Alan dribbled the ball. “I’m telling Travys you
called him a Pumpkin.” He feinted left, pivoted right, and still
came up against Delilah blocking his way to the net.

“Come on, Adale. Aren’t you going to show me
some moves?”

He stepped back, dribbling as he watched
Delilah. This time he drove left; Delilah swiped the ball out of
his hands, pivoted, and made a three-point shot.

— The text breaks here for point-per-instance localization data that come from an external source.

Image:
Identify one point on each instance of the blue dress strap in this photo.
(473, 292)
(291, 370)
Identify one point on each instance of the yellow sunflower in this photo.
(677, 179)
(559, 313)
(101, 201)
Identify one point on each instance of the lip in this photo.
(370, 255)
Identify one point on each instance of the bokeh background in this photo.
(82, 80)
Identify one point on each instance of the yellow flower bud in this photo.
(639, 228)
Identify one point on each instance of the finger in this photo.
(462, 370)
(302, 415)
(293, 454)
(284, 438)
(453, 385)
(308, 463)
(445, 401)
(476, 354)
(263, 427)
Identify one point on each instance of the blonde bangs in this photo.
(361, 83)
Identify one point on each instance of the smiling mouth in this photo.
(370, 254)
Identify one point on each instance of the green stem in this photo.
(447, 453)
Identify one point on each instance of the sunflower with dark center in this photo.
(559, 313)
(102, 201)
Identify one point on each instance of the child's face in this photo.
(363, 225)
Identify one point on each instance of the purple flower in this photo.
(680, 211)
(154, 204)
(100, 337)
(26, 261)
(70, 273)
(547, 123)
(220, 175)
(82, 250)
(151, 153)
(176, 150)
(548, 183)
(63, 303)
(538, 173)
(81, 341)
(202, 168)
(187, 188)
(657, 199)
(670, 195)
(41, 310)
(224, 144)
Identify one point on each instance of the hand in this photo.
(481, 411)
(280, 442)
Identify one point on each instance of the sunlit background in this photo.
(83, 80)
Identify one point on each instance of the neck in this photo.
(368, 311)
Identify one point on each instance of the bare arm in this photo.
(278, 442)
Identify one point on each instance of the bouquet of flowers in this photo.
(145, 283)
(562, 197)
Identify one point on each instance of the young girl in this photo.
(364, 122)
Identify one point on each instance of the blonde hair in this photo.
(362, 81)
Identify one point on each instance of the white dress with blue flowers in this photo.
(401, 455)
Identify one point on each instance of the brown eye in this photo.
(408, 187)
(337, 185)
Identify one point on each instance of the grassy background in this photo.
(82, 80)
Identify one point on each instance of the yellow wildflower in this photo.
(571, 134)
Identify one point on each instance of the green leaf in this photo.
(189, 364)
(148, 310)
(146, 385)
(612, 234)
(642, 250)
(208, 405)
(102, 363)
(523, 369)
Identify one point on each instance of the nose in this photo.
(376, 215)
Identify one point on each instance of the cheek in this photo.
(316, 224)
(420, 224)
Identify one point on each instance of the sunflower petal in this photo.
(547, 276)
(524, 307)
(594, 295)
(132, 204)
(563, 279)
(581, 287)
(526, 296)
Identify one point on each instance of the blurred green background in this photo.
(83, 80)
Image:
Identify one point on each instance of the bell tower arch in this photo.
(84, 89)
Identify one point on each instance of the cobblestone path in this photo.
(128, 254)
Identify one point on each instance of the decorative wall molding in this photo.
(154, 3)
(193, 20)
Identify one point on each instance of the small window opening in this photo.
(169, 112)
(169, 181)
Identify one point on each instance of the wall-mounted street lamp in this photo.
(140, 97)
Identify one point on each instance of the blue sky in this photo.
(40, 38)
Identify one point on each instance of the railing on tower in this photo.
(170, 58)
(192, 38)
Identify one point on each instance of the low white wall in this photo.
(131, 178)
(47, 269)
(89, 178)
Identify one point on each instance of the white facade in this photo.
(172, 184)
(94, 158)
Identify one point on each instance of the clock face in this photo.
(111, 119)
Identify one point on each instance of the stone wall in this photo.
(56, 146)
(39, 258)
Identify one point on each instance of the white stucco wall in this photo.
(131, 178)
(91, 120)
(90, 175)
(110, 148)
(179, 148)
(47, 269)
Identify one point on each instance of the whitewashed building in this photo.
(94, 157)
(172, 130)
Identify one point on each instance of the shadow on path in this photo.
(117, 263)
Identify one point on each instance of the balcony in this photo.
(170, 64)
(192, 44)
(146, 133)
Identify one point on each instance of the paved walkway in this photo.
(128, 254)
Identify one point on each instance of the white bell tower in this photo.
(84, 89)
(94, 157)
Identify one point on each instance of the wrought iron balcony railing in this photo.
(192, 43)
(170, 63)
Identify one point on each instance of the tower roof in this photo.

“Come on,” she taunted. “You have to want
it.”

He caught the ball as it bounced between the
nets. “What are we playing for?”

Distraction
. “Fun?”

“How about a kiss for the winner?” He shot her
smoldering look that promised hot and dirty things if she wanted
them.

Picturing him naked wasn’t necessary—she’d
gotten a good show the night before. “How ‘bout you buy me
dinner?”

“Winner gets a free dinner?” Alan sounded
doubtful.

“I get a free dinner,” Delilah said, “because
I’m going to win.”

Alan shook his head, turned, and did a lay-up.
“Maybe you’ll have to buy me dinner.”

Delilah took the ball. “Mmm, hmm.” She stepped
closer, invading his personal space, keeping eye contact. Alan’s
eyes widened. She could hear the hitch in his breath as she brushed
against him. She smiled, and shot the ball over his head into the
net.

Alan caught her around the waist, and her heart
raced as her cheeks heated. “That’s cheating!”

“No it’s not.” They were close enough to kiss.
Tempting. So tempting. She tore herself away from his gaze and
stepped back. Shooting him a flirty smile she sent the ball flying
over his head. Nothing but net. “Five to two.”

He shook his head and retrieved the ball. Ten
points flew past for each of them. Alan jumped and grabbed,
pivoted, and scored two more points.

“You’re not going to hit twenty-one like that.”
She shot another two-pointer that sailed over his head. “Oh, wait,
that puts me ahead! Nineteen to fourteen, me.”

Delilah bent over to pick up the ball, making
sure Alan got an eyeful of her hind end while she adjusted her tank
top. A little tug down was all she needed.

His eyes widened when she stood up. “That
is
cheating.”

“What?” She batted her eyelids innocently. “A
little cleavage wouldn’t distract a big, tough, politician like
you, would it?”

“On anyone else? No. On you? Make a couple
baskets already so I can kiss you.”

Delilah took an unopposed shot as Alan devoured
her with his eyes. “Oh, come on. I know you aren’t that tired!”

“I’m recovering from a gunshot!” he protested.
“And that was a free throw. One point for you.”

“What!”

He smirked as he leaned close to steal the ball.
“Twenty to fourteen.” Smiling, he shot a tree-pointer.

Seven sweaty minutes later Delilah scored her
final two points. “I win.”

“Right,” Alan agreed with a cocky smile. The
ball bounced away, forgotten, as he caressed her face. “You win.”
His lips brushed over hers, warm and tempting.